This blog post was updated on July 22, 2021.
Traveling with an infant or toddler by any means has its challenges, but perhaps no other mode of transport is more feared with a little one than the airplane. From the glares of fellow passengers when your baby has a meltdown, to the tricky carry-on situation with car seats and strollers, flying with a baby is a whole different ball game. Whether you’re a new parent about to take a flight with your baby for the first time or you need a refresher course, here’s everything you need to know about flying with a newborn, infant, or toddler.

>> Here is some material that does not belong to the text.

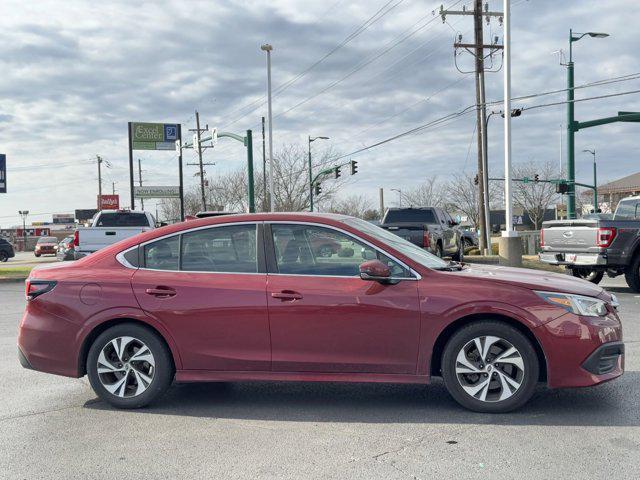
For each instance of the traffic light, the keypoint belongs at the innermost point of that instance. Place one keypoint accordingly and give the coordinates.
(562, 187)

First things first: if you are traveling with a baby, how little or how much you’ll have to spend on a ticket depends entirely on where you’re going. You’ll need to consult your airline on how old your child must be to board. If you’re going to travel with a true infant of just a couple weeks old, you’ll have to check with the airline carrier for age requirements. But for domestic travel, parents can put away their wallets; a child under the age of two sitting in your lap is free of charge. You will have to mention that you are going to be bringing a baby on board, even if you aren’t buying a seat. For international travel, the fare rules are a bit different. Infants traveling abroad, even if you plan on having them just sit in your lap, are required to have a ticket. These tickets tend to fall into the category of infant fares. And if your little one turns two while you’re on your trip, you’ll have to buy them a ticket for the return flight home regardless if it’s international or domestic.

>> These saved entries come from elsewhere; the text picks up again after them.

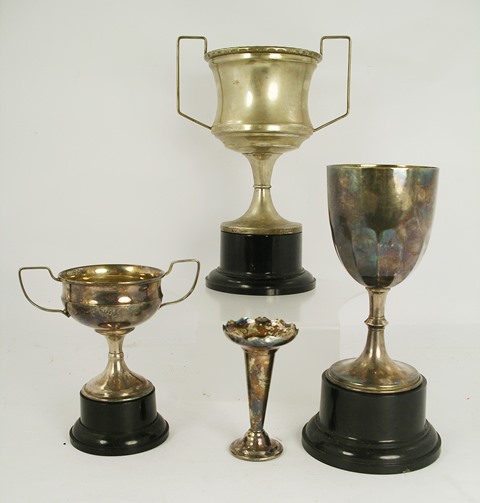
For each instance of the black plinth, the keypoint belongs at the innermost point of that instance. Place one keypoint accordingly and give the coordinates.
(118, 428)
(372, 432)
(260, 264)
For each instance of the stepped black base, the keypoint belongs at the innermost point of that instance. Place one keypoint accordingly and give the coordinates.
(260, 264)
(118, 428)
(372, 433)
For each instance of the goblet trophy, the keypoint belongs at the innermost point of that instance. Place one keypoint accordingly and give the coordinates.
(260, 339)
(372, 410)
(118, 410)
(262, 112)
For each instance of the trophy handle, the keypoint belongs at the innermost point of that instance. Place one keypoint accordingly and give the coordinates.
(183, 37)
(63, 311)
(169, 270)
(336, 37)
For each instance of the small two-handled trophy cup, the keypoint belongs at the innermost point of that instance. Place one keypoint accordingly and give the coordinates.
(262, 112)
(259, 338)
(118, 409)
(372, 410)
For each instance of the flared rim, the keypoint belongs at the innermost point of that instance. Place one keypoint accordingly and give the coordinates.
(111, 274)
(262, 49)
(381, 166)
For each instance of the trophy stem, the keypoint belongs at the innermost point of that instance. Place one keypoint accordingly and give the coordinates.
(256, 445)
(261, 216)
(117, 382)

If you’re traveling long haul with a baby, you might be a bit concerned about holding your little one for that 10-hour flight to Rome. Airlines usually have bassinets available, but they might face a number of limitations. Some will offer them on a first come, first served basis on the day of travel. Others will allow you to reserve a bassinet well before your flight. Some airlines might place restrictions as to how many bassinets are available per flight or where you can sit. Even the type of aircraft can determine if bassinets are allowed or not. If your airline does offer bassinets, you will want to reserve one in advance if you can. Bassinets aren’t always guaranteed so the earlier you make your request, the better. Again, since policies on bassinets vary from airline to airline, you’ll need to check with your specific carrier.
Just as you need identification to board a plane as an adult, a baby will also need a form of I.D. For domestic travel, you can get by with a birth certificate copy. For international travel, you’ll obviously need a passport for your child. While you might not always have to show your little one’s birth certificate copy, it’s always better to have it with you than not.

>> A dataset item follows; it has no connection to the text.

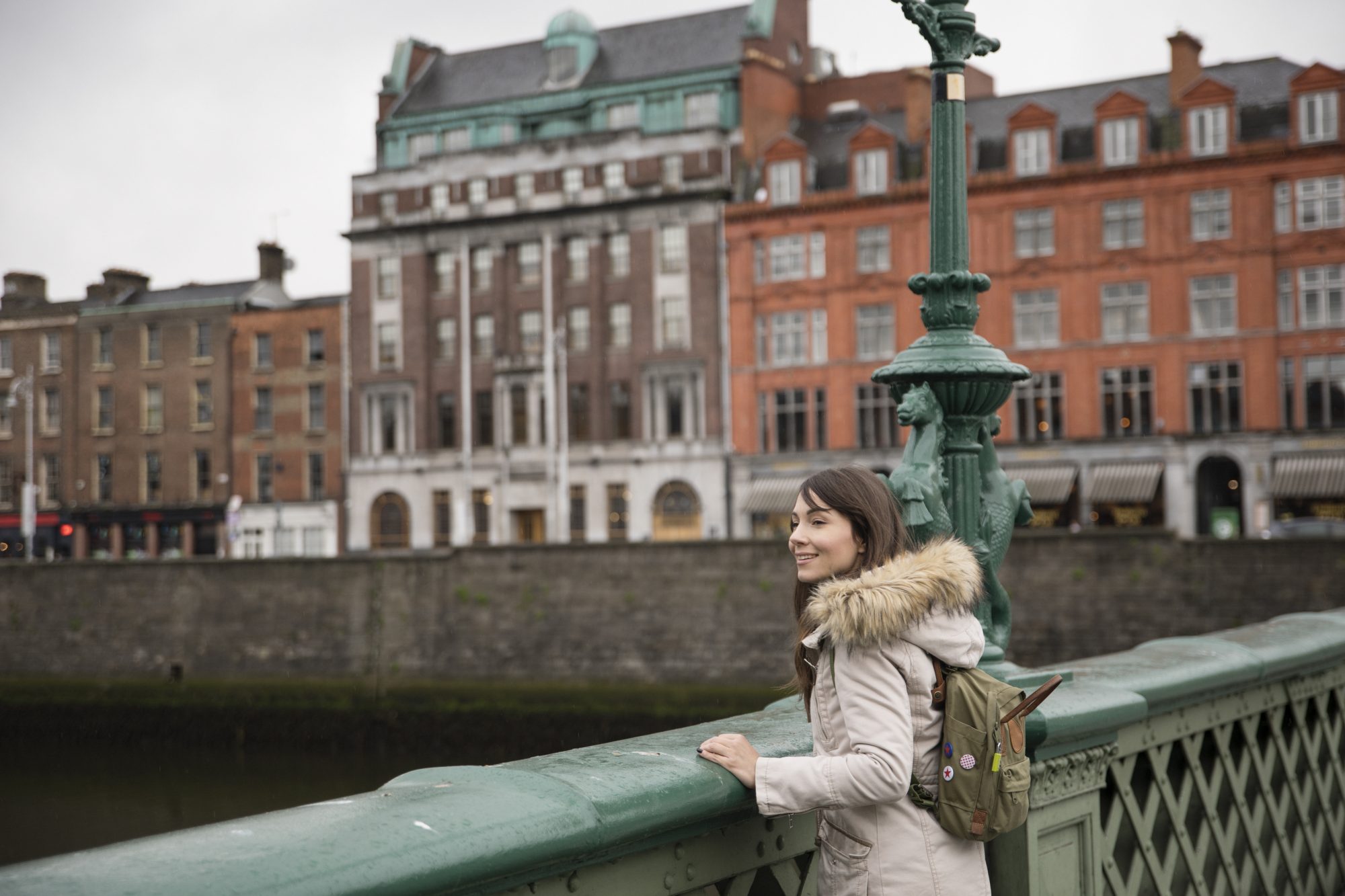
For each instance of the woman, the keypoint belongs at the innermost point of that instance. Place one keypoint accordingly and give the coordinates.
(871, 615)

Airport security can be pretty strenuous on adults so the thought of going through the whole process with a baby can seem absolutely painful. Parents, however, won’t have to part with their young child to get through security. Infants can be carried through the metal detector with a parent or guardian. You will have to take them out of a stroller and run the stroller through the X-ray. In terms of breast milk, formula and juice, you will want to have these items separated from your carry-on to be screened (these items aren’t subject to liquid limits).
Car Seats and Strollers
Most parents want to bring a car seat and a stroller when they travel. However, the thought of lugging these items through the airport doesn’t always sound appealing. Airlines as a whole allow parents to check their car seats and strollers without paying an extra baggage fee. In general, an airline allows one stroller and one car seat per child traveling with you. If you want to keep these items with you, you are also permitted to gate check a stroller or a car seat. If you’re in need of a little extra space in your luggage, you can buy bags to hold your strollers and car seats for air travel and toss in any extra items in those bags that you might need. Should you decide to bring a car seat on the plane for your baby in the event that you bought them a seat, it will need to be labeled clearly that it is approved for air travel.
Traveling with a baby takes a bit more work, but if you know the rules and regulations, you hopefully won’t find yourself crying like your baby on your flight.
Have you flown with an infant or toddler? What other tips would you add to the list?